Poor Jimmy Carter wasn’t much of a president so he’s trying his hand as theologian it seems. In the latest issue of Time Magazine, Carter criticizes the Catholic Church for not ordaining women.

I think there’s a slow, very slow, move around the world to give women equal rights in the eyes of God. What has been the case for many centuries is that the great religions, the major religions, have discriminated against women in a very abusive fashion and set an example for the rest of society to treat women as secondary citizens. In a marriage or in the workplace or wherever, they are discriminated against. And I think the great religions have set the example for that, by ordaining, in effect, that women are not equal to men in the eyes of God.

This has been done and still is done by the Catholic Church ever since the third century, when the Catholic Church ordained that a woman cannot be a priest for instance but a man can. A woman can be a nurse or a teacher but she can’t be a priest. This is wrong, I think…
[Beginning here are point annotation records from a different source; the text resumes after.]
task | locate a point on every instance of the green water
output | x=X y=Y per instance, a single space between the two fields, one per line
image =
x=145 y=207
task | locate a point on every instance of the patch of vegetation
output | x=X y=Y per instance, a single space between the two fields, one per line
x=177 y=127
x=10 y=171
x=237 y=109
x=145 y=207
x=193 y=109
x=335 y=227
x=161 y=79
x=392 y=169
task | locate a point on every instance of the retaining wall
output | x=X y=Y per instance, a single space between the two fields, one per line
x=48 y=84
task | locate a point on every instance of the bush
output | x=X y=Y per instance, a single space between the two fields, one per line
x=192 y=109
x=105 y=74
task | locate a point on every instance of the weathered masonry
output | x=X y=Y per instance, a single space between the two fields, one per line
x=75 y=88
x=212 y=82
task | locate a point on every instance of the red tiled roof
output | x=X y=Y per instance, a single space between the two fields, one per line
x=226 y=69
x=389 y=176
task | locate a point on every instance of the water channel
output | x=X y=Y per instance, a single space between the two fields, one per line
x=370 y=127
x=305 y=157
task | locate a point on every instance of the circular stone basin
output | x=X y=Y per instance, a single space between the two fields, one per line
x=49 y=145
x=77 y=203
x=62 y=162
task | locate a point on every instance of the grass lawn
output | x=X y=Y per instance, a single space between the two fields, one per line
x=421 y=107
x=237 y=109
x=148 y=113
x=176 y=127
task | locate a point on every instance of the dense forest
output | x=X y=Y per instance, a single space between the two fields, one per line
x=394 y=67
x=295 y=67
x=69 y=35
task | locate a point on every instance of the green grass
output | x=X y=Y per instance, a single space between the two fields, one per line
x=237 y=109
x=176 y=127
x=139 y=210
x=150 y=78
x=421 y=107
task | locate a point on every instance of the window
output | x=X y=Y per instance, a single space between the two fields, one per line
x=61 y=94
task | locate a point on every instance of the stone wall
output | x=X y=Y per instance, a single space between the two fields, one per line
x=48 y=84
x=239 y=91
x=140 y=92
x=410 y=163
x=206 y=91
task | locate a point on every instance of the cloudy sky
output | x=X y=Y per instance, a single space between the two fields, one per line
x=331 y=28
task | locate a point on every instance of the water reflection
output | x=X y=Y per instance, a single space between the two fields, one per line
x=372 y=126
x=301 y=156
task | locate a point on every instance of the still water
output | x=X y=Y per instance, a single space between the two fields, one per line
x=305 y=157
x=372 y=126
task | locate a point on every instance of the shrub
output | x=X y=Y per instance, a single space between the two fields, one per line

It seems that Carter can only view the Church through a secular lens. He doesn’t allow at all that there may be a theological reason for the Church not ordaining women. For him it’s simply an equal rights issue. Anything that doesn’t agree with his political stance on this issue is, according to him, just wrong.’

When asked what Scripture verse guides his work on human rights, he once again criticizes the Church and says that sometime in the third century men “took over” the Church. He says this despite the fact that there’s no evidence that the Church ordained women as priests. But Carter knows best, you know.

…if you look at some of the verses I think in Romans, I can’t remember exactly, maybe Acts, or Romans in the 16th chapter, Paul delineates a lot of top leaders in the church and about a third of them are women. So I think in the original status of the Christian church, women played a very important role, even in the leadership role. And then after about the third century when men took over control of the Catholic Church, then they began to ordain that women had to play an inferior position, not be a priest.

He then blames the Church for human rights abuses.

I think that what the major religious leaders say is used by others who discriminate against women as justification for their human rights abuse. For instance if an employer, who might be otherwise enlightened, if he is a religious person and he sees that, he might be a Catholic, and a Catholic does not let women be priests, then why should he pay his women employees an equal pay [as men]?

I don’t have time to blog more on this but I think we can all agree it’s pretty outrageous for a former president to criticize the Church, especially since he seems to have zero understanding of it.